Beta marginal density functions for joint distribution of order statistic. For 10 input p-values obtained from independent experiments, the marginal density functions for ith p-value are shown. The shaded area represents 5th marginal p-value when 5th input p-value equals to 0.2.

Let \(X\) be the minimum of the n marginal p-values.

$$X = \mathop {\min }\limits_{1 \le r \le n} F_{(r)} (p_{(r)} ).$$

The probability \({\text{P}}(X > \alpha )\) can be explicitly calculated using joint distribution of order statistic as follows:

$$\begin{aligned} {\text{P}}(X > \alpha ) & = {\text{P}}\left( {F_{(1)} (p_{(1)} ) > \alpha , \ldots ,F_{(n)} (p_{(n)} ) > \alpha } \right) \\ & = {\text{P}}\left( {p_{(1)} > F_{(1)}^{ - 1} (\alpha ), \ldots , p_{(n)} > F_{(n)}^{ - 1} (\alpha )} \right) \\ & = n! \mathop \smallint \limits_{{F_{\left( n \right)}^{ - 1} \left( \alpha \right)}}^{1} \ldots \mathop \smallint \limits_{{F_{\left( 2 \right)}^{ - 1} \left( \alpha \right)}}^{{t_{3} }} \mathop \smallint \limits_{{F_{\left( 1 \right)}^{ - 1} \left( \alpha \right)}}^{{t_{2} }} 1 dt_{1} \ldots dt_{n} . \\ \end{aligned}$$

Thus, the combined p-value is given as

$${\text{Ordmeta}}\;p{\text{ - value}} = {\text{P}}(X \le \alpha ) = 1 - {\text{P}}(X > \alpha ).$$

Ordmeta calculates p-value for the minimum marginal p-value. In other words, it assesses the positions of each marginal statistic \(p_{(i)}\) to select the optimal one and assess its significance using joint distribution of order statistic.

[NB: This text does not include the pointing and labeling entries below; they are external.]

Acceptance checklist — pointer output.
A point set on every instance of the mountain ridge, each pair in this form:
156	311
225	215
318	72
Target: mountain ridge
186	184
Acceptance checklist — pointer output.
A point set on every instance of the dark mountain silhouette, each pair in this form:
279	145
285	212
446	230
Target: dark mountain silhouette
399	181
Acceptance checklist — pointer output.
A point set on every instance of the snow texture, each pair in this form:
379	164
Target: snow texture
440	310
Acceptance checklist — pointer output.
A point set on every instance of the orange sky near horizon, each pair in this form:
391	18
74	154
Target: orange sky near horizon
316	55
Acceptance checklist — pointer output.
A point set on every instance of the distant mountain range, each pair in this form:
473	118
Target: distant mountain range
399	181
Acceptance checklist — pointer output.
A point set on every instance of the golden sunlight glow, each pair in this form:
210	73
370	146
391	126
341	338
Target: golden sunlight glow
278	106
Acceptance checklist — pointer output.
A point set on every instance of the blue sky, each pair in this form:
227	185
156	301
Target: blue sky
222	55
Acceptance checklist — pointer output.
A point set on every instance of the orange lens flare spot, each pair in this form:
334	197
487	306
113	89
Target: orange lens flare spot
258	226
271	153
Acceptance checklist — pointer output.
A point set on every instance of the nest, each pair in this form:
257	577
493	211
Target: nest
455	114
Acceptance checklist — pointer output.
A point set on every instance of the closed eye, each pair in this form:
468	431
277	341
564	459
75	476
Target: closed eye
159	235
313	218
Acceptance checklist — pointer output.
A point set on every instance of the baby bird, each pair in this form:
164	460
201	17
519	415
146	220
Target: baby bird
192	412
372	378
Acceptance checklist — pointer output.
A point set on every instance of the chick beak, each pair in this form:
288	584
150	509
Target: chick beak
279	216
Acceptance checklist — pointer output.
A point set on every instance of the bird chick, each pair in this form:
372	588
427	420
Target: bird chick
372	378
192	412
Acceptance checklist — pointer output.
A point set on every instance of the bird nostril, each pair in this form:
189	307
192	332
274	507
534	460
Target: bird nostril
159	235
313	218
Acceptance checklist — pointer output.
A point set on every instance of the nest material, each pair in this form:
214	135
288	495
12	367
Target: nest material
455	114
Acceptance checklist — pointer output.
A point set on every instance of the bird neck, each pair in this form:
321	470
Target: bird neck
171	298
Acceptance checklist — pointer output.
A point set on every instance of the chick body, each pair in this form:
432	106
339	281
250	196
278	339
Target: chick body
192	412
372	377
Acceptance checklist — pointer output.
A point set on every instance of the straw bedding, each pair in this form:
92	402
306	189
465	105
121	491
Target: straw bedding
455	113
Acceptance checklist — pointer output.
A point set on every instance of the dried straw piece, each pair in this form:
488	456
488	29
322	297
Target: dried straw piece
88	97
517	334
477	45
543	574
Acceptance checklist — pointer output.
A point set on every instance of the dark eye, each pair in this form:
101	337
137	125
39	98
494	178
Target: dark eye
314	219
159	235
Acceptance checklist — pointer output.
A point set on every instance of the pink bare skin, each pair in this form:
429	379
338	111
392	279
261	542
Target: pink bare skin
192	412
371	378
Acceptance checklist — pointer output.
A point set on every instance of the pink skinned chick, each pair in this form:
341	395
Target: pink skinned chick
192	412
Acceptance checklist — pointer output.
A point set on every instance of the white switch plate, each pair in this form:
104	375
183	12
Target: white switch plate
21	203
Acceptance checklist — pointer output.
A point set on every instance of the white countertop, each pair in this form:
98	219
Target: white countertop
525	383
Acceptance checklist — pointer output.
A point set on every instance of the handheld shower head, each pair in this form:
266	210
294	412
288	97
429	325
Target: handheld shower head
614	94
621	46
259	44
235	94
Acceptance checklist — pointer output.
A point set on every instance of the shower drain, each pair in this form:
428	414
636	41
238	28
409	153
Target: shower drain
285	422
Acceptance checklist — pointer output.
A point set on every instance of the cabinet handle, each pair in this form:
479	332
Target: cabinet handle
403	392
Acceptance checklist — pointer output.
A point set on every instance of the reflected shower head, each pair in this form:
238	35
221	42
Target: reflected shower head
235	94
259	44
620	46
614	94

Thereby, the ordered p-values larger than the optimal \(p_{(i)}\) have no effect on the final p-value, which confers the robustness. This optimal value also suggests that the p-values smaller than the optimal one are p1-values.

Integrating two-tailed p-values

When individual p-values are obtained from two-tailed tests and effect directions are also given, those p-values are halved and synchronized according to the effect direction. In other words, each \(p_{i}\) is converted to \(p_{i} /2\) if the directions of true effects and integration coincide or to \(1 - p_{i} /2\) otherwise, and integrate the resulting p-values. The integration is done once more for the complimentary p-values. The smaller of the two combined p-values is selected and multiplied by two for the two-tailed meta-analysis p-value.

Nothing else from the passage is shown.